SemiDFL: A Semi-Supervised Paradigm for Decentralized Federated Learning
Xinyang Liu, Pengchao Han, Xuan Li, Bo Liu
TL;DR
SemiDFL tackles the challenge of semi-supervised learning in decentralized federated learning where clients hold diverse labeled and unlabeled data under highly non-IID conditions. It introduces consensus in both model and data spaces by combining neighborhood pseudo-labeling, a diffusion-model based consensus for data synthesis, and adaptive aggregation to fuse neighbor models based on synthesized-data performance. The approach yields a unified consensus data space via diffusion-generated samples and a consensus model space through adaptive neighbor weighting, leading to improved classifier training without sharing raw data. Extensive experiments on MNIST, Fashion-MNIST, and CIFAR-10 demonstrate that SemiDFL consistently outperforms existing SSL baselines in DFL settings and closely approaches the centralized upper bound, highlighting its practical potential for privacy-preserving, scalable SSL in distributed systems.
Abstract
Decentralized federated learning (DFL) realizes cooperative model training among connected clients without relying on a central server, thereby mitigating communication bottlenecks and eliminating the single-point failure issue present in centralized federated learning (CFL). Most existing work on DFL focuses on supervised learning, assuming each client possesses sufficient labeled data for local training. However, in real-world applications, much of the data is unlabeled. We address this by considering a challenging yet practical semisupervised learning (SSL) scenario in DFL, where clients may have varying data sources: some with few labeled samples, some with purely unlabeled data, and others with both. In this work, we propose SemiDFL, the first semi-supervised DFL method that enhances DFL performance in SSL scenarios by establishing a consensus in both data and model spaces. Specifically, we utilize neighborhood information to improve the quality of pseudo-labeling, which is crucial for effectively leveraging unlabeled data.

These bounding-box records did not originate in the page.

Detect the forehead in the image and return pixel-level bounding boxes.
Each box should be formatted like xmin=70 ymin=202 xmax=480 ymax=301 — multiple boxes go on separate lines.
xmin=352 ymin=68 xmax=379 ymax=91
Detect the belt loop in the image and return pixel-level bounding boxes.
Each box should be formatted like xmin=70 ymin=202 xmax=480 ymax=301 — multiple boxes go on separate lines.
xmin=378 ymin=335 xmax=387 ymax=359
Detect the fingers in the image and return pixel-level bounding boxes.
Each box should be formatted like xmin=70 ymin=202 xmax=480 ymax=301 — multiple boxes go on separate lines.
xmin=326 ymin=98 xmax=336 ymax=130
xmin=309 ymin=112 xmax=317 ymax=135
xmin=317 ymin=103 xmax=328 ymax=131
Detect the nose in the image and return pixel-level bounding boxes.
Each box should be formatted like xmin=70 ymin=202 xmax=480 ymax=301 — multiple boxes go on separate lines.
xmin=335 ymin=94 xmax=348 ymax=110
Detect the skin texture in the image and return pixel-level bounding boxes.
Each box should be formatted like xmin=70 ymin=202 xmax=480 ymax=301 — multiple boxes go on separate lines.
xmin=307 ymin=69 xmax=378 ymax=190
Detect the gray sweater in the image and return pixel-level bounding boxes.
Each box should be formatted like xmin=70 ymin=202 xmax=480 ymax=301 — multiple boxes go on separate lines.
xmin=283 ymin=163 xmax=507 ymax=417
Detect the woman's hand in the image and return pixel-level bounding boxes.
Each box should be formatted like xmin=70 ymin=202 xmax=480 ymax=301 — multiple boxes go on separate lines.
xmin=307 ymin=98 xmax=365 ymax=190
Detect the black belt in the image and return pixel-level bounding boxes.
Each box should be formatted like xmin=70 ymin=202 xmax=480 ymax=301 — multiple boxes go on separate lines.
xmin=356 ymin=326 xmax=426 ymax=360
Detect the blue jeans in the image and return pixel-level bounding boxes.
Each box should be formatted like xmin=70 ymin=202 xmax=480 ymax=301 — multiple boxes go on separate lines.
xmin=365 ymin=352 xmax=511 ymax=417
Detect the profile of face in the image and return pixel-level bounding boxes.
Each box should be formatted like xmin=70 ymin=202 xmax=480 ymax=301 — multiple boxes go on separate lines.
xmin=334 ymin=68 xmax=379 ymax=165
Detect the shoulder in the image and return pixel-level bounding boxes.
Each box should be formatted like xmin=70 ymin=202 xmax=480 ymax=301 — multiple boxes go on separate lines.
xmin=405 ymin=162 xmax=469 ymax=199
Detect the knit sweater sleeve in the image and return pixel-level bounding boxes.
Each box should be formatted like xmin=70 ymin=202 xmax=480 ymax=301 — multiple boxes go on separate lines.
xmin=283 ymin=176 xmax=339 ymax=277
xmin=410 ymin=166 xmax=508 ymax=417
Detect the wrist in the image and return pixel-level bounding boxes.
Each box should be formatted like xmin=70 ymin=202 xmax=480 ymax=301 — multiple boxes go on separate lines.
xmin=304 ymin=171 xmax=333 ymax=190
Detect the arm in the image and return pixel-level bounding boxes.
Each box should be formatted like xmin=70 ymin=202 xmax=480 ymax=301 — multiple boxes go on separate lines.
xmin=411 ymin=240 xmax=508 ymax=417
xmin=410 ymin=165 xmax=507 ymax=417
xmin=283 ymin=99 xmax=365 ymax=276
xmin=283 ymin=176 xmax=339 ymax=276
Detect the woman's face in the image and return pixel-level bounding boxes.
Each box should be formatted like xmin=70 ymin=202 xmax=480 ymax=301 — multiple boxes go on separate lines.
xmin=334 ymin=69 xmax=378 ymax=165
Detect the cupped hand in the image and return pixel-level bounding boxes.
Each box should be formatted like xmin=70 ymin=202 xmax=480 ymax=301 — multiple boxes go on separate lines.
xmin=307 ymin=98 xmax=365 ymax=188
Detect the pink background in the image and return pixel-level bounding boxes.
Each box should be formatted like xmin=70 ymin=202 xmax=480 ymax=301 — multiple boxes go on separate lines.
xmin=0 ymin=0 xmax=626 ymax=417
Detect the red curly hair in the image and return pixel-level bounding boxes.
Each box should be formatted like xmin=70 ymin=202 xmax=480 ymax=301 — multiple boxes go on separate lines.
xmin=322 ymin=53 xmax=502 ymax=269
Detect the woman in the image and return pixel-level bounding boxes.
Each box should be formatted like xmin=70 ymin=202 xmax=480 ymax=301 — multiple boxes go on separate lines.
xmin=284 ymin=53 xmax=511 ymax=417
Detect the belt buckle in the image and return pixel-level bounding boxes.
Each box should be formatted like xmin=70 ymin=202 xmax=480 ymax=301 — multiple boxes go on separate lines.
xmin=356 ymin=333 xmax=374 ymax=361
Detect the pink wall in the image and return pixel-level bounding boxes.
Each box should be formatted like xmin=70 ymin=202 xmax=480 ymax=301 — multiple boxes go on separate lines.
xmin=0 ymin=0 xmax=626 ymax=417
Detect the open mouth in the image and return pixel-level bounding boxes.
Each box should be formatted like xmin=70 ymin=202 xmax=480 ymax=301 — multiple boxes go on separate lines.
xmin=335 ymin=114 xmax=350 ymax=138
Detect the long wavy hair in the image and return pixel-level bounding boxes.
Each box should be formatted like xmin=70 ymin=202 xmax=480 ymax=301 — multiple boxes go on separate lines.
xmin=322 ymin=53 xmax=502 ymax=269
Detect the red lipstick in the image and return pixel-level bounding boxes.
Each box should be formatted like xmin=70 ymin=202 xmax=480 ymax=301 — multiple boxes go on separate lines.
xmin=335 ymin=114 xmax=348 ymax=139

We then design a consensusbased diffusion model to generate synthesized data, which is used in combination with pseudo-labeled data to create mixed datasets. Additionally, we develop an adaptive aggregation method that leverages the model accuracy of synthesized data to further enhance SemiDFL performance. Through extensive experimentation, we demonstrate the remarkable performance superiority of the proposed DFL-Semi method over existing CFL and DFL schemes in both IID and non-IID SSL scenarios.